Knowing how to finish drywall properly can mean the difference between a professional looking wall and a mess that needs to be torn apart and redone. Luckily, finishing drywall is well within the capabilities of an average homeowner and can be performed successfully with only a few special tools. Even more difficult procedures, such as finishing drywall seams are quite possible to accomplish. However, finishing your drywall seams will require proper planning and knowledge. What follows should give you everything you need to know to finish your own drywall seams.

Measuring the Tape

Get out your paper tape. Measure it against your seam, then unroll enough to cover the entire thing, plus a little extra. Once you have the right amount of tape measured out, cut it with your joint knife by holding the joint knife against it tightly and pulling the tape sharply. Set this tape aside.

Applying Joint Compound

Now that you have your paper tape measured properly and prepared to apply, you can apply joint compound to the seam. Use your joint knife to do so, and move it in perpendicular motions to the seam. Use plenty of joint compound. You will remove most of it later, but it is important to use enough that will fill the seam with plenty to spare.

Applying Tape

Apply the tape you have measured previously, centering it over the seam, and lining up the edge of the tape that you cut with a corner. Use your joint knife to cut off the other end using the same technique you used previously. The ends will be covered by trim later.

Press down lightly until the tape is held in plallce.

Removing the Excess.

Now that your paper tape is in place, you can remove all of the joint compound that is not absolutely required. Use your joint knife to do this. Start at the top and work your way down, pressing reasonably hard. Go over the surface as many times as necessary.

Save the joint compound that you scrape off.

Adding a Second Coat

Add another coat of joint compound over the previous layer and the tape.

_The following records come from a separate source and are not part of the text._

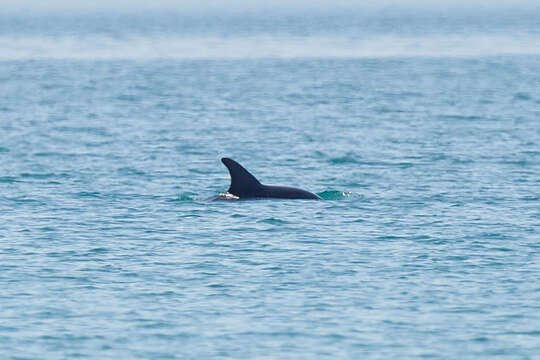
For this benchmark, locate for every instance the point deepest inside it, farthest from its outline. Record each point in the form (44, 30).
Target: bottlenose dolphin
(246, 186)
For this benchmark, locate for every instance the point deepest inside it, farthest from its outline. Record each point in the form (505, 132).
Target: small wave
(186, 196)
(274, 221)
(347, 159)
(335, 195)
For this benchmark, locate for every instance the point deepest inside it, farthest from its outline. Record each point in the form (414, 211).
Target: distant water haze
(278, 29)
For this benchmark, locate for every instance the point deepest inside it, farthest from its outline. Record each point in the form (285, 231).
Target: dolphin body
(246, 186)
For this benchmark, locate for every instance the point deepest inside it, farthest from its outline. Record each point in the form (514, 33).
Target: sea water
(421, 134)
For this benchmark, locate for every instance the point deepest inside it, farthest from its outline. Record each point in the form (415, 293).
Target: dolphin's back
(285, 192)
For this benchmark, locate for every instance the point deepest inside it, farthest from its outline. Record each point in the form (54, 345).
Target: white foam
(97, 47)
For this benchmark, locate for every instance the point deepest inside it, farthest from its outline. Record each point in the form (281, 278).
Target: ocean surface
(421, 134)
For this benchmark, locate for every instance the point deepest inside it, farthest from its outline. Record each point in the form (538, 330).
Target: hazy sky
(253, 5)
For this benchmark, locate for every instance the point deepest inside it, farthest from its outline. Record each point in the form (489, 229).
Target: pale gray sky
(252, 5)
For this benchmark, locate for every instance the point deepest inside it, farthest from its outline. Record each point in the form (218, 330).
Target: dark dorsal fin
(242, 182)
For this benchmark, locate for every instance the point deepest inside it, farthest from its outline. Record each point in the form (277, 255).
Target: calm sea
(421, 132)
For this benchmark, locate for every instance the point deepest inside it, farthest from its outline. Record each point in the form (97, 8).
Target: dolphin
(246, 186)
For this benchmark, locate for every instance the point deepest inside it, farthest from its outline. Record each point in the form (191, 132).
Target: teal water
(426, 246)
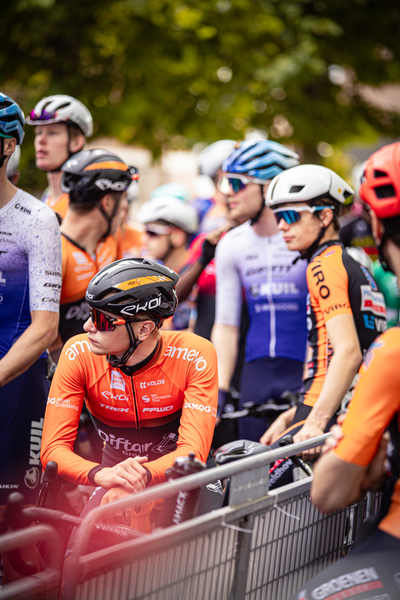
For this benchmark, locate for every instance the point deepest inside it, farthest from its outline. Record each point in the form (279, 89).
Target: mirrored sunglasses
(292, 214)
(103, 322)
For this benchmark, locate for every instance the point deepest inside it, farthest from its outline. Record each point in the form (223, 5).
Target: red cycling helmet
(380, 187)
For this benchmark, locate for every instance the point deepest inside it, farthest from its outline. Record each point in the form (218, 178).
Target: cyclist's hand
(308, 431)
(122, 516)
(128, 474)
(277, 428)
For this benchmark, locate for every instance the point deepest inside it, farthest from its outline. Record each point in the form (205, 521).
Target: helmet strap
(133, 344)
(258, 215)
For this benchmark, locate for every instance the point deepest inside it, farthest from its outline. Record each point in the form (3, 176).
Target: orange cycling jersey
(338, 285)
(374, 408)
(78, 268)
(163, 410)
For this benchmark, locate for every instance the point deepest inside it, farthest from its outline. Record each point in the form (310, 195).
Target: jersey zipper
(135, 405)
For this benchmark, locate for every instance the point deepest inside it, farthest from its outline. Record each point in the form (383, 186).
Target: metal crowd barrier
(263, 546)
(41, 586)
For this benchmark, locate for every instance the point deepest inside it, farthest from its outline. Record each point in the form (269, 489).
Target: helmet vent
(385, 191)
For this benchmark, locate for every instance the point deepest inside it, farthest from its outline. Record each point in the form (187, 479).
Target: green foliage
(171, 73)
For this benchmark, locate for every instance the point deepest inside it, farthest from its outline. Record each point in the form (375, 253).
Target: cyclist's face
(244, 204)
(301, 234)
(51, 145)
(108, 342)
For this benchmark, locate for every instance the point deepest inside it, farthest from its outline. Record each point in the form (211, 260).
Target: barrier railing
(44, 585)
(263, 545)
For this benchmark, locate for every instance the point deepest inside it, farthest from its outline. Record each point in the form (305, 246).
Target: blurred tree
(171, 73)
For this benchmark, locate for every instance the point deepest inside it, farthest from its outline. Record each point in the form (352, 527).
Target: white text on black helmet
(135, 308)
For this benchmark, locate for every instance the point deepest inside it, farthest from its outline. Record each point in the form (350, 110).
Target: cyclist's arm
(357, 463)
(225, 333)
(344, 364)
(199, 411)
(30, 345)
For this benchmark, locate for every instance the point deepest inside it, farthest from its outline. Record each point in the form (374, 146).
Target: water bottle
(182, 507)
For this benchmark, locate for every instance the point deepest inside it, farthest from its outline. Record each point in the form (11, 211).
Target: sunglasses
(229, 182)
(103, 322)
(292, 214)
(155, 230)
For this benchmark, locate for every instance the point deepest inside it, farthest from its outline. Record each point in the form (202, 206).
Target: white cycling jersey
(275, 291)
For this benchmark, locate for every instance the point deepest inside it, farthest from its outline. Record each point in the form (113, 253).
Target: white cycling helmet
(307, 182)
(13, 162)
(62, 109)
(211, 159)
(171, 211)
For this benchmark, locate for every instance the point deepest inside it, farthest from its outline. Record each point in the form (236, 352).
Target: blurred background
(164, 78)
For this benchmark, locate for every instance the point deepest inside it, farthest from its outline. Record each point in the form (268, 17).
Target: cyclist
(346, 311)
(254, 256)
(62, 124)
(213, 211)
(355, 458)
(30, 285)
(152, 395)
(96, 182)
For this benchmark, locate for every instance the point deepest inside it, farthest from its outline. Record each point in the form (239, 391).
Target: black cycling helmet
(91, 174)
(132, 287)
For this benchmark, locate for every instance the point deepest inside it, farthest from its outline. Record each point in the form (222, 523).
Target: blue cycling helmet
(261, 160)
(12, 119)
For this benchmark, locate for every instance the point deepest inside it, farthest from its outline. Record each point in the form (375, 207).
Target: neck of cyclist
(266, 225)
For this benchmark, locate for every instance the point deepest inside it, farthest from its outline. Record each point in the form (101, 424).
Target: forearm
(342, 369)
(188, 279)
(225, 339)
(29, 346)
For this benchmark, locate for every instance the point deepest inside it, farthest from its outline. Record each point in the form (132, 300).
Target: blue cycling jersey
(275, 291)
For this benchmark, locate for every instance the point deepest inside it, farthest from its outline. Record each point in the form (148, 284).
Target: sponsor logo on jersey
(123, 444)
(119, 397)
(117, 381)
(201, 408)
(372, 301)
(158, 409)
(115, 408)
(189, 355)
(145, 384)
(133, 309)
(25, 210)
(35, 442)
(62, 403)
(80, 258)
(32, 477)
(368, 578)
(274, 288)
(53, 273)
(73, 351)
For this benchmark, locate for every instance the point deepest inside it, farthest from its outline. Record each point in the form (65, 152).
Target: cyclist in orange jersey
(357, 457)
(96, 182)
(345, 310)
(152, 395)
(62, 124)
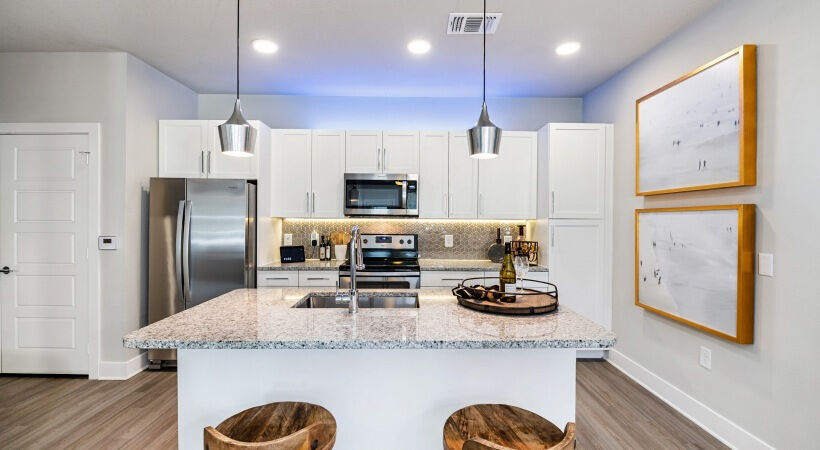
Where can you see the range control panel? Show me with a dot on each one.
(390, 241)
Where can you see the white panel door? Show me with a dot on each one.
(576, 262)
(327, 168)
(434, 160)
(43, 240)
(463, 175)
(363, 151)
(507, 184)
(577, 168)
(400, 152)
(290, 156)
(183, 145)
(220, 165)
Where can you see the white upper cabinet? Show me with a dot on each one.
(433, 174)
(183, 145)
(507, 184)
(577, 168)
(327, 173)
(577, 255)
(191, 149)
(400, 152)
(291, 173)
(231, 167)
(463, 179)
(363, 152)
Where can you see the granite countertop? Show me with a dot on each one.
(466, 264)
(263, 318)
(426, 264)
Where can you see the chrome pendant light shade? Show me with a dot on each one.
(484, 137)
(236, 136)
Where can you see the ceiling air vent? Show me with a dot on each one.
(470, 23)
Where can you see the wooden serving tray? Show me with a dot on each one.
(539, 303)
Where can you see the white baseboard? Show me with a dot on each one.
(123, 370)
(715, 424)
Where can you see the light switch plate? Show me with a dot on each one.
(107, 242)
(765, 264)
(706, 358)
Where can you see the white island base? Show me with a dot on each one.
(381, 399)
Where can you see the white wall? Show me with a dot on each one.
(403, 113)
(771, 388)
(126, 97)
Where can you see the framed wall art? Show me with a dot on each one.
(696, 265)
(700, 131)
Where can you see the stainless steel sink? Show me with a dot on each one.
(365, 301)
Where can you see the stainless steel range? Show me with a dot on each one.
(391, 261)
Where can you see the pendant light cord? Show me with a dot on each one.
(237, 49)
(484, 60)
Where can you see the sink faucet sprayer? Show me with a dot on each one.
(356, 264)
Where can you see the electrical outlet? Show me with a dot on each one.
(765, 264)
(706, 357)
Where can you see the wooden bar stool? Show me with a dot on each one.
(275, 426)
(504, 427)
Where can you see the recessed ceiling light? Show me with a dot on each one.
(418, 46)
(567, 48)
(264, 46)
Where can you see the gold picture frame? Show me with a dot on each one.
(696, 128)
(689, 271)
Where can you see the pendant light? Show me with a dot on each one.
(236, 135)
(484, 137)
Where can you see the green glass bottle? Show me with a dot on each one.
(506, 276)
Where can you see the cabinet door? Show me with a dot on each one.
(183, 145)
(327, 169)
(463, 177)
(507, 184)
(433, 174)
(290, 157)
(576, 264)
(577, 167)
(221, 165)
(363, 152)
(400, 152)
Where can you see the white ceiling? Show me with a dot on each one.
(356, 47)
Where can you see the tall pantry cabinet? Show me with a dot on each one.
(575, 204)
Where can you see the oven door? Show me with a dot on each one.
(385, 280)
(381, 195)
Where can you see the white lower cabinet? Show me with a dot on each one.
(577, 266)
(324, 278)
(447, 278)
(277, 278)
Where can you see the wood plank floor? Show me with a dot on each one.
(68, 412)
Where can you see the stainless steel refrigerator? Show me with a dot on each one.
(202, 244)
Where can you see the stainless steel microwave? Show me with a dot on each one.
(381, 194)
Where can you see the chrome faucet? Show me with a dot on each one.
(356, 264)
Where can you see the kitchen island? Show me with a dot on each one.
(391, 377)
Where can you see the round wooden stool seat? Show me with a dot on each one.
(504, 427)
(275, 426)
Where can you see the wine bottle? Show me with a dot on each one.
(506, 276)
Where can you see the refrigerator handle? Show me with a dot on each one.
(186, 254)
(178, 250)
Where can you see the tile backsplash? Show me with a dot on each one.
(471, 239)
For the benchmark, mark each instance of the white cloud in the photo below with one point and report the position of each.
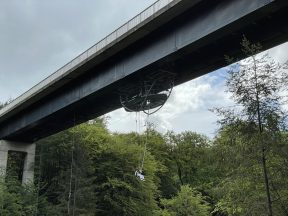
(186, 109)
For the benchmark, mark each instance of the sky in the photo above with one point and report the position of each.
(38, 37)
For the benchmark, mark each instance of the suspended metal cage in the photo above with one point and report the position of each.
(149, 94)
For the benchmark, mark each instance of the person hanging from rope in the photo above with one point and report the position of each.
(150, 93)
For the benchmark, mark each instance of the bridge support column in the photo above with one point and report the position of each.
(28, 148)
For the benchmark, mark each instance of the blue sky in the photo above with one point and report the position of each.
(38, 37)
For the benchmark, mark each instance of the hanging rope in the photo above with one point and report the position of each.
(71, 175)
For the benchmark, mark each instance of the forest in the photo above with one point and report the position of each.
(88, 170)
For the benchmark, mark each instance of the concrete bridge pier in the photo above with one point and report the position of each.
(27, 148)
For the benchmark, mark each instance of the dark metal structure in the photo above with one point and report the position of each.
(190, 39)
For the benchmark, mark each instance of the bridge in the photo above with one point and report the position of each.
(186, 37)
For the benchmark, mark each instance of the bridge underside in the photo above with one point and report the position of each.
(190, 45)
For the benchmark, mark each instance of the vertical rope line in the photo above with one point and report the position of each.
(146, 140)
(71, 170)
(39, 178)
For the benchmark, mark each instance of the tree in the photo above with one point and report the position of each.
(187, 202)
(255, 85)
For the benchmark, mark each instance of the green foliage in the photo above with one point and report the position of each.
(187, 202)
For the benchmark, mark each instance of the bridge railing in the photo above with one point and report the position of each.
(83, 57)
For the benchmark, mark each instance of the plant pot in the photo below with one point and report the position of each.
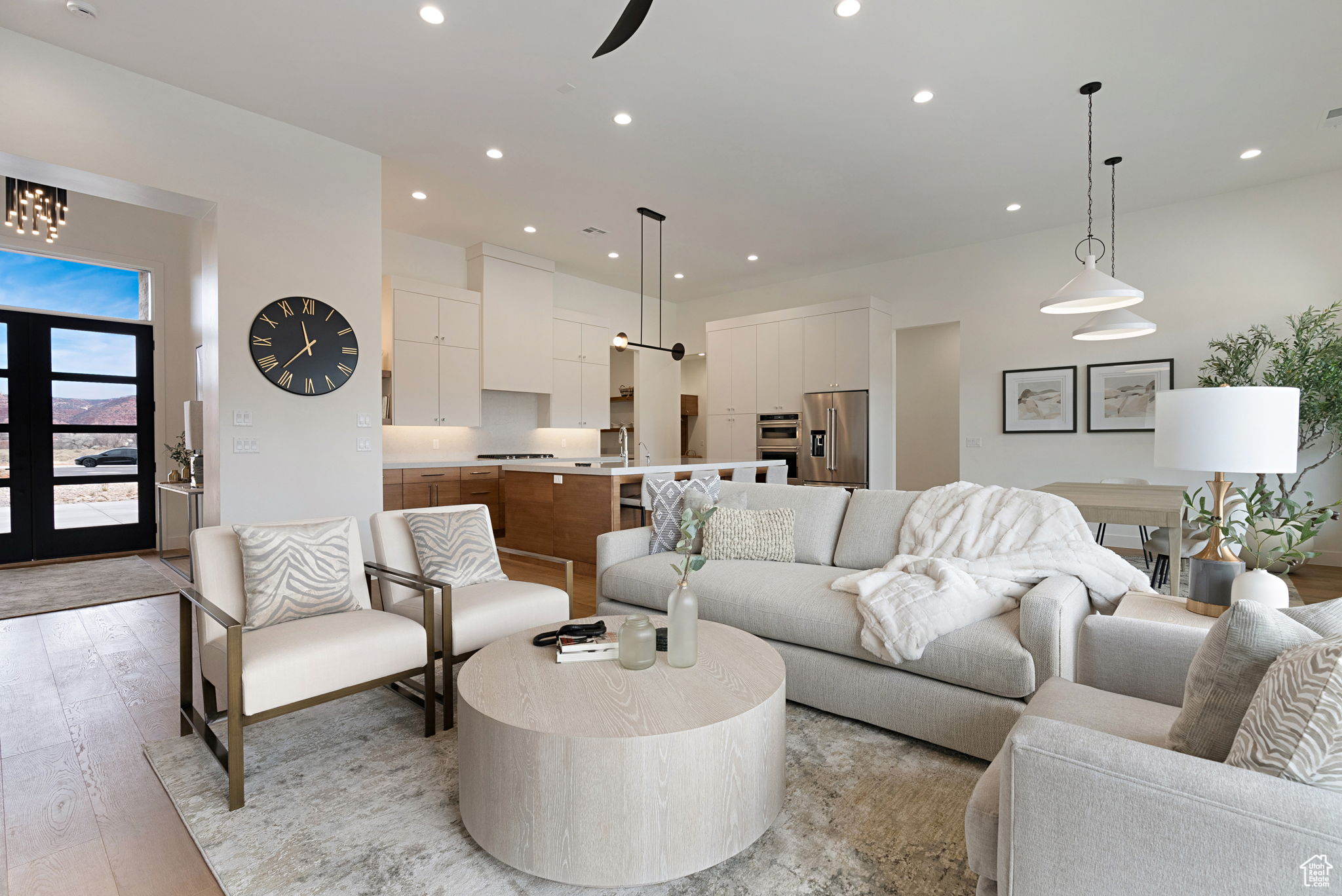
(1261, 586)
(1263, 544)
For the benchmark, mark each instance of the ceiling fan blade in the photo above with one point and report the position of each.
(624, 29)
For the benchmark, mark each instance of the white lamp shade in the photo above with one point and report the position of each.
(1090, 291)
(1244, 430)
(1113, 325)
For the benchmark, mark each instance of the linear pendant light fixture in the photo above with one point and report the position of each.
(1092, 290)
(1115, 324)
(622, 340)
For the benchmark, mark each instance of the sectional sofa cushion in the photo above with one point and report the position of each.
(792, 603)
(870, 534)
(819, 515)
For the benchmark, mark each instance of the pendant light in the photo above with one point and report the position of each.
(622, 340)
(1115, 324)
(1092, 290)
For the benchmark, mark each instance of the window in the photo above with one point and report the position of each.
(46, 284)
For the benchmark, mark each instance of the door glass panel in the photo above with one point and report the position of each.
(78, 506)
(93, 454)
(90, 352)
(93, 404)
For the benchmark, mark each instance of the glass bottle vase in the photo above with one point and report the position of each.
(682, 627)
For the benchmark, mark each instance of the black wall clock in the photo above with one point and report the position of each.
(303, 346)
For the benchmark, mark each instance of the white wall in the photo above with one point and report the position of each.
(510, 419)
(1208, 267)
(294, 214)
(927, 407)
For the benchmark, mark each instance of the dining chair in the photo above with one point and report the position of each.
(467, 618)
(267, 673)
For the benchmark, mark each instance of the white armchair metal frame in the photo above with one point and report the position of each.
(192, 604)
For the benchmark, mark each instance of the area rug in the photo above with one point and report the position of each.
(351, 798)
(66, 586)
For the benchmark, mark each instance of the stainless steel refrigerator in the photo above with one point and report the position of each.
(834, 426)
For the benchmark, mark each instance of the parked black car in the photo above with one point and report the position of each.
(113, 457)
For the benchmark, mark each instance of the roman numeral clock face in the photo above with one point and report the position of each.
(303, 346)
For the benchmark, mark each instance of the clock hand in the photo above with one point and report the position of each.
(306, 348)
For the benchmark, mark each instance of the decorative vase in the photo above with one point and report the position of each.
(1261, 586)
(638, 643)
(682, 627)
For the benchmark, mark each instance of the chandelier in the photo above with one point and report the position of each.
(34, 208)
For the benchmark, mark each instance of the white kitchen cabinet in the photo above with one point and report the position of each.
(596, 345)
(568, 340)
(517, 318)
(778, 361)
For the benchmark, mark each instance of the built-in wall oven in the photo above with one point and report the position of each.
(778, 439)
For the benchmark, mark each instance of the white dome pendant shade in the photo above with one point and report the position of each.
(1092, 290)
(1114, 324)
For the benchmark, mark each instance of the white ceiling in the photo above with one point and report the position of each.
(760, 126)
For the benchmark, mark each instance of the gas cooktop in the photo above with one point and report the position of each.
(512, 457)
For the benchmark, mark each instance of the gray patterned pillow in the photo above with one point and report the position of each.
(1225, 673)
(1294, 726)
(750, 534)
(293, 572)
(667, 499)
(457, 548)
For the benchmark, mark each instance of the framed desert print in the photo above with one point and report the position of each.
(1039, 400)
(1121, 398)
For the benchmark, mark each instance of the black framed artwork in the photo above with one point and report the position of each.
(1121, 398)
(1039, 400)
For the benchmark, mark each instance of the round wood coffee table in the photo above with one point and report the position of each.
(591, 774)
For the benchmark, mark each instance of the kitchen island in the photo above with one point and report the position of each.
(560, 508)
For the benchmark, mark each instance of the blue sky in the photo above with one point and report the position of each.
(55, 285)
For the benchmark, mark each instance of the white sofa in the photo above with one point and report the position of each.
(965, 692)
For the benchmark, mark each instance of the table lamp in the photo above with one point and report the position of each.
(1252, 430)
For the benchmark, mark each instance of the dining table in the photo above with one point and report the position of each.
(1129, 505)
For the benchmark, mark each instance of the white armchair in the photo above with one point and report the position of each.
(476, 614)
(292, 665)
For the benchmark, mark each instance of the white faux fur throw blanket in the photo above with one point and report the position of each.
(969, 553)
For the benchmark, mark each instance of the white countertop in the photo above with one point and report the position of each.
(635, 467)
(477, 462)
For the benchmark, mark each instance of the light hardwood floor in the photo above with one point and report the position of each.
(79, 692)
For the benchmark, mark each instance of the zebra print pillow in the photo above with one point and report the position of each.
(1294, 726)
(293, 572)
(457, 548)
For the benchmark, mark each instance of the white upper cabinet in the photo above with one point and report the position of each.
(517, 318)
(596, 344)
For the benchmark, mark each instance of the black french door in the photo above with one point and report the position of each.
(77, 451)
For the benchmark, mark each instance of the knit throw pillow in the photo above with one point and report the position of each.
(750, 534)
(457, 548)
(294, 572)
(1294, 726)
(667, 496)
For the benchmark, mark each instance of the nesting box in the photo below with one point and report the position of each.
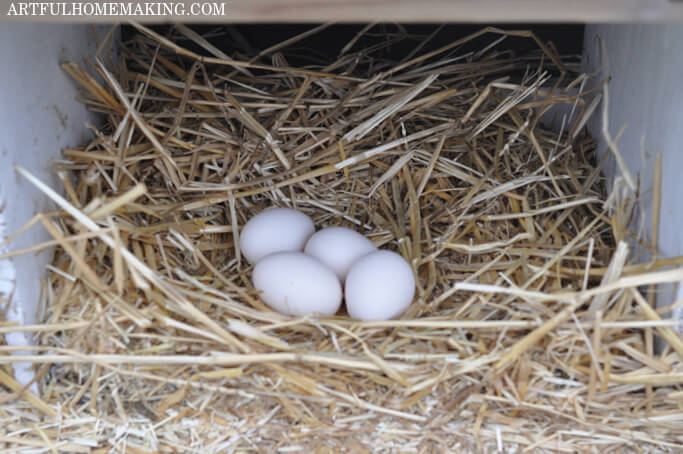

Use the same technique you used for the first layer.

Finishing the Second Coat

Once again, use your joint knife to remove the excess joint mixture. However, this time you will need to be very careful not use too much pressure. Use as little pressure as you can and rely on multiple tries to get all of the excess joint mixture off your drywall. The end result should be flat, with the seam filled and covered completely.

Checking for Defects

Before finishing up, you should check the seam to make sure it is flat and free of defects. The best way to do this is by laying your joint knife flat against your drywall and seeing if it touches at all parts. If it does not, you may need to add more joint mixture. If it does, wait 12 hours for the mixture to dry, then sand it lightly.